Senate Proposal - International Provisions

  • Like the House bill, it establishes a participation exemption with respect to dividends from 10% owned subsidiaries sourced to foreign earnings (but limited in the case of “hybrid dividends,” generally distributions deductible in the source jurisdiction and subject to a holding period requirement);
  • Includes a deemed repatriation of undistributed foreign earnings, with allowable deductions targeting effective tax rates between five and ten percent, depending on the nature of the assets in which the foreign earnings are invested;
  • Creates a new foreign tax credit basket for “foreign branch income”;
  • Imposes a look-through rule to determine effectively connected income (ECI) earned through a partnership, effectively overruling the Grecian Magnesite Tax Court case;
  • Includes certain “base erosion” measures, including current taxation of low-taxed global intangible income, denial of interest expense deductions for worldwide affiliated groups with “excess domestic indebtedness,” a limitation on income shifting through intangible transfers, and a “base erosion minimum tax amount,” a minimum tax-like provision designed to mitigate the benefits of base eroding payments to related persons.

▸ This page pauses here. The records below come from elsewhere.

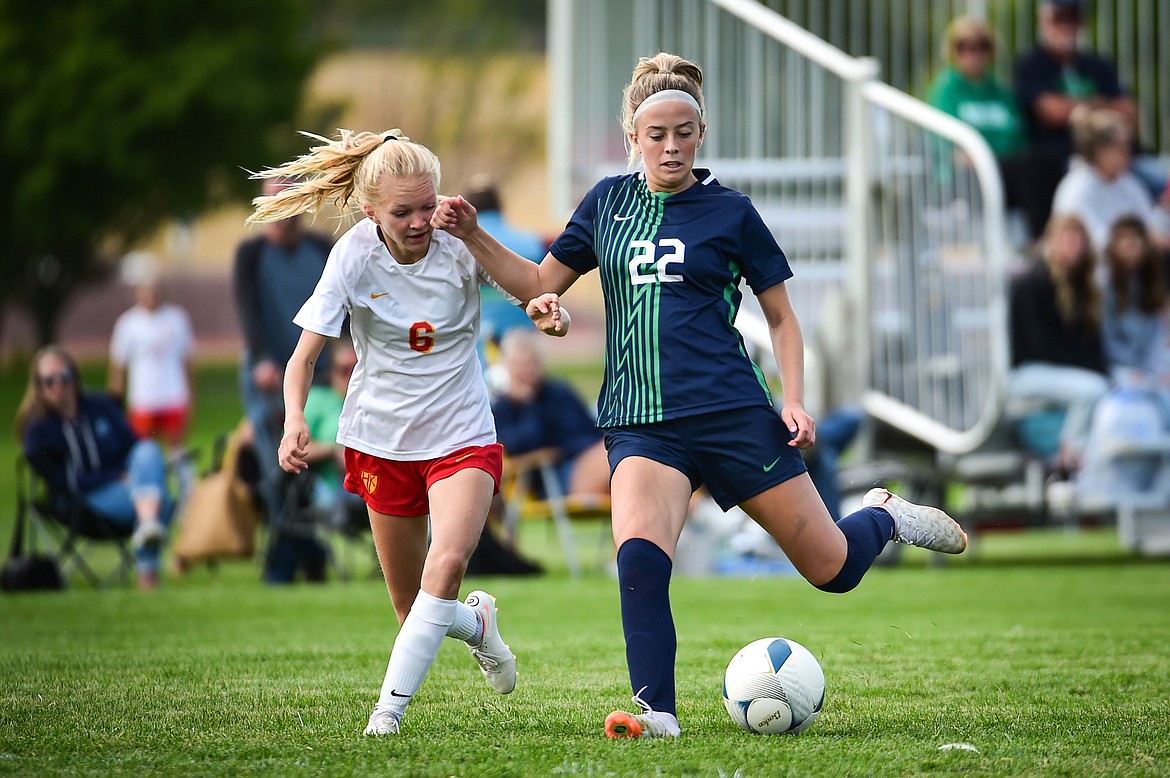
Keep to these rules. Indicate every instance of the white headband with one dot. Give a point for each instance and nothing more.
(667, 95)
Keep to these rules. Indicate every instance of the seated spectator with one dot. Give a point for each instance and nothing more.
(1057, 351)
(497, 314)
(1099, 187)
(535, 412)
(82, 445)
(1051, 81)
(1134, 324)
(325, 456)
(969, 90)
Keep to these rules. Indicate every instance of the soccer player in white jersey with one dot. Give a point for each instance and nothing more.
(681, 404)
(417, 425)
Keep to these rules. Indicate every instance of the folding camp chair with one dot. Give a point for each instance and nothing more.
(73, 532)
(531, 490)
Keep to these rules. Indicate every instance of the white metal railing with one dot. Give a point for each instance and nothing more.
(890, 212)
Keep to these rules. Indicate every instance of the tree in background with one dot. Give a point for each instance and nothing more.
(122, 115)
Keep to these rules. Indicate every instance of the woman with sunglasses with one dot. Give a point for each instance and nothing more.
(969, 90)
(82, 445)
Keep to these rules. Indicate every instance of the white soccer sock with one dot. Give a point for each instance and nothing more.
(414, 651)
(467, 625)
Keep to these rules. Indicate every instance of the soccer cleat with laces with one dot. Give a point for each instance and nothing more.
(921, 525)
(648, 723)
(494, 656)
(382, 722)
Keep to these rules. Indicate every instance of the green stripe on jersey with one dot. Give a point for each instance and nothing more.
(627, 214)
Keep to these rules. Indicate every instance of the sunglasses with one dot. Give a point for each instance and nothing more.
(982, 46)
(53, 379)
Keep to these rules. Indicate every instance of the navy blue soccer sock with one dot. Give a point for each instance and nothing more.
(867, 531)
(644, 575)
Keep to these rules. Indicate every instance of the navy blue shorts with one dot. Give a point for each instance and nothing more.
(736, 454)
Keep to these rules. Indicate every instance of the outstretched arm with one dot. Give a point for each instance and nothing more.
(297, 379)
(522, 279)
(787, 348)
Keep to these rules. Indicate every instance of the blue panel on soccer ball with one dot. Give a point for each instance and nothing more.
(778, 653)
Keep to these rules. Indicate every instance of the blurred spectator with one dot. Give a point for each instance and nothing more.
(1058, 357)
(1099, 187)
(536, 411)
(497, 315)
(274, 274)
(1051, 81)
(150, 356)
(82, 445)
(1134, 321)
(325, 456)
(835, 431)
(969, 90)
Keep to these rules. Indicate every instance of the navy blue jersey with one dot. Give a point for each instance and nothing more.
(670, 267)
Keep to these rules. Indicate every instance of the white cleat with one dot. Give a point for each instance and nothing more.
(494, 656)
(648, 723)
(921, 525)
(148, 535)
(382, 722)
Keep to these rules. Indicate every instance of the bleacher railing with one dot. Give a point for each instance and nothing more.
(889, 211)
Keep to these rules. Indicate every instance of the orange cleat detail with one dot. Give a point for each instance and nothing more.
(620, 724)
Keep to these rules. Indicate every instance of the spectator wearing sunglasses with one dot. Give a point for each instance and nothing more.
(1052, 81)
(82, 445)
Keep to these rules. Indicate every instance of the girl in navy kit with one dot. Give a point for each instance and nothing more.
(681, 404)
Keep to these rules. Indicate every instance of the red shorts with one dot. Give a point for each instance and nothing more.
(397, 488)
(171, 424)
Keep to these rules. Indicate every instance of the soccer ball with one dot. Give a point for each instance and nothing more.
(773, 686)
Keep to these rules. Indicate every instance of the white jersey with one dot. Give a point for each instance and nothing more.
(153, 346)
(418, 391)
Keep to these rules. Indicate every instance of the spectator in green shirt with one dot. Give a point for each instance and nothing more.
(968, 89)
(322, 412)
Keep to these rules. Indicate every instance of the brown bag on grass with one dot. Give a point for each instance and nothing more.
(220, 516)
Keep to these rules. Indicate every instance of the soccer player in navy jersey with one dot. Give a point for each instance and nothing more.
(681, 404)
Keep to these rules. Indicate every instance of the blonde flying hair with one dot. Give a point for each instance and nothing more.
(345, 172)
(653, 75)
(1078, 296)
(32, 404)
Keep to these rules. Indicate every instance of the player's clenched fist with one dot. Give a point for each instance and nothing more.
(455, 215)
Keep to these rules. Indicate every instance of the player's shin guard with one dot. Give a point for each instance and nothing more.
(644, 575)
(867, 531)
(414, 651)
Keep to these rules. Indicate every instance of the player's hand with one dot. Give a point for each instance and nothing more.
(545, 311)
(802, 426)
(294, 446)
(455, 215)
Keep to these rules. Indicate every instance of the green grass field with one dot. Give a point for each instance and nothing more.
(1048, 653)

Senate Proposal - Other Select Provisions

  • An excise tax on the investment income of certain private colleges and universities;
  • The repeal of tax exempt status for professional sports leagues;
  • The denial of a charitable deduction for amounts paid to acquire college athletic seating rights (under current law, 80% of these amounts are considered charitable deductions);
  • The modification of certain low income housing credit provisions (incorporating certain provisions of S.548, the Affordable Housing Credit Improvement Act of 2017);4
  • Eligibility for a nonresident alien to be a current beneficiary of an electing small business trust (ESBT).5

Once again, this is just proposed; it is not law.  The Senate and House bills will each be marked up in the Finance and Ways and Means Committees, respectively, before a final bill is presented for a vote by the entire chamber.  Should both bills pass their respective chambers, negotiations will begin in committee to draft a joint bill before being presented to both chambers for a vote and, ultimately should it pass in both the House and the Senate, signature by the President.  Much can be expected to change, however, during the committee and joint committee negotiations, and the shape of ultimate tax reform is still unclear.

For our analysis of the House bill, click here.

Questions? Please contact:

Michael Eagan 212.331.8831 | meagan@berdonllp.com

Marc Ausfresser 212.331.7639 | mausfresser@berdonllp.com

Or reach out to your Berdon advisor.

Berdon LLP New York Accountants

1 The Senate bill includes non-CG REIT dividends in qualified business income.

2 Note that the Chairman’s Modification removes this provision from the Senate bill.

3 The Chairman’s Modification reduces the applicable recovery period for residential rental property to 30 years.

4 Added by the Chairman’s Modification.

5 Added by the Chairman’s Modification.